Il est utile de rappeler quelques éléments de cette campagne.

Nous avons entendu que 700 000 lycéens étaient en difficulté pour passer l’épreuve du bac.

Savez-vous combien de candidats utilisent le train pour se rendre dans les centres d’examen ? A peine 8% selon les sources de l’éducation nationale. 

Nous avons entendu et lu qu’à peine 14% (voire moins) des cheminots étaient en grève. Pourtant, le trafic était fortement perturbé et sachez qu’à eux seuls, les contrôleurs et les conducteurs représentent plus que 14% des effectifs, que les ateliers du matériel étaient quasiment tous en grève, que de nombreux chantiers de l’équipement étaient arrêtés, que dans les gares ce sont des agents d’encadrement venus d’autres services ou d’autres sites, et même de filiales de la SNCF, qui assuraient l’accueil, la tenue des guichets et des postes d’aiguillages, etc. 

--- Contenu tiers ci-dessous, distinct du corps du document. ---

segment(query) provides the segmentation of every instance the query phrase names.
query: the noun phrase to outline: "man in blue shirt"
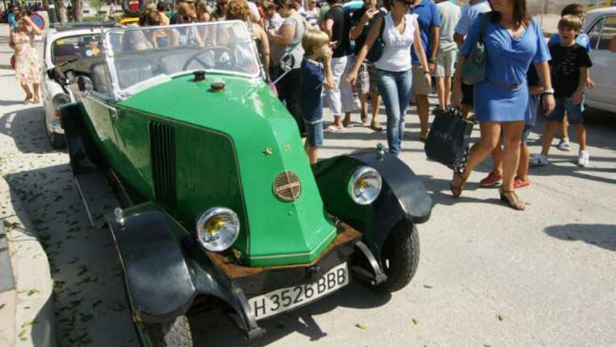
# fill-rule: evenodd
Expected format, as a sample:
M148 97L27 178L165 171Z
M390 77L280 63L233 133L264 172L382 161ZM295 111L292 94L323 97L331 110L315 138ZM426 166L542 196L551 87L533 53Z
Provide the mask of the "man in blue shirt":
M428 57L430 73L432 74L436 67L436 55L438 52L438 40L440 36L440 15L438 13L436 4L432 0L419 0L411 8L410 13L417 15L421 43L426 50L426 57ZM419 140L426 141L426 138L428 137L428 116L430 114L428 95L432 91L432 86L425 84L424 71L412 48L411 57L413 64L413 97L417 104L417 114L419 115L419 122L421 125Z
M6 21L8 22L8 27L13 29L17 29L19 26L17 23L17 20L15 20L15 17L19 14L19 7L15 6L13 8L13 12L8 14L6 17Z

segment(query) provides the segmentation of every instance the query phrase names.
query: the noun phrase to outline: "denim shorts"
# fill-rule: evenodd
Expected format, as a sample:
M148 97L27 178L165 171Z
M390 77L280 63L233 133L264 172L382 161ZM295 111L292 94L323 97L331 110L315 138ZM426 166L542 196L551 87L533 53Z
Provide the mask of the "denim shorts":
M304 121L306 127L306 139L308 144L312 147L320 147L323 146L323 122L316 122L311 124Z
M582 116L584 109L582 106L582 102L574 105L570 97L556 97L556 107L554 107L552 114L550 114L550 116L547 117L547 120L551 122L562 122L566 111L570 124L582 124L584 123L584 117Z
M522 132L522 144L524 146L528 145L528 135L531 135L531 129L532 128L533 125L524 125L524 131Z

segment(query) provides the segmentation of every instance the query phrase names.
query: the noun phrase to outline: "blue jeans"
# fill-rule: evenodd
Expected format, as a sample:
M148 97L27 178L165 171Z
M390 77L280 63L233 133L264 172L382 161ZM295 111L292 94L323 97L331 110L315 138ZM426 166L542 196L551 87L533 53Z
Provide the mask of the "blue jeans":
M400 153L404 135L404 116L411 101L413 75L411 69L400 72L377 70L377 86L387 113L387 144L389 153Z

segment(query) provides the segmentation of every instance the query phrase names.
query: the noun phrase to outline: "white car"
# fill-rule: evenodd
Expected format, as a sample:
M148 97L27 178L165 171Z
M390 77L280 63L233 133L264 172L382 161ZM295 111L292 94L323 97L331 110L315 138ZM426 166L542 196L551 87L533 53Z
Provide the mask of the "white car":
M590 76L595 83L587 90L589 107L616 113L616 7L589 11L582 31L590 41Z
M66 144L58 109L74 102L74 98L70 90L65 90L52 78L50 71L64 62L101 54L103 28L112 25L100 22L68 23L50 28L45 34L41 93L45 111L45 129L54 148Z

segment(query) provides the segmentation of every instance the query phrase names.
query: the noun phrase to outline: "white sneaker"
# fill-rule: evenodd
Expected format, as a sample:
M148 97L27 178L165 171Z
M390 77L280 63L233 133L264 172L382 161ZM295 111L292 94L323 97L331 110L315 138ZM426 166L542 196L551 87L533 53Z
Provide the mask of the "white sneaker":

Sachez aussi que les assemblées générales étaient plus conséquentes le lundi 19 juin que la semaine précédente et que la Direction de la SNCF a refusé de donner aux organisations syndicales les chiffres de grévistes, ce qui est une première. Comment se fait-il que des journalistes, des professionnels de l’information, aient relayé ces données ridiculement falsifiées de la Direction de la SNCF sans aucune vérification.

 

Vous avez communiqué des chiffres de pertes de la SNCF sur les seules annonces faites par son Président, sans aucun contrôle sur ce sujet également, passant d’un jour à l’autre de 80 à 190 Millions d’Euros sans aucune explication. Si vous voulez faire du travail d’investigation, renseignez-vous sur certaines gabegies financières qui ont lieu à la SNCF. L’association avec IBM sur les systèmes d’information en lien avec le rachat de la logistique d’IBM par GEODIS (filiale de la SNCF), le déménagement du siège de la SNCF à Saint Denis pour créer un campus comme la DB et les locaux de Mouchotte vidés puis réoccupés par des services de la SNCF car non vendus, pour ne citer que ces deux exemples, qui ont coûté énormément plus que la grève avec la bénédiction de l’Etat, et surtout sans aucun commentaire journalistique.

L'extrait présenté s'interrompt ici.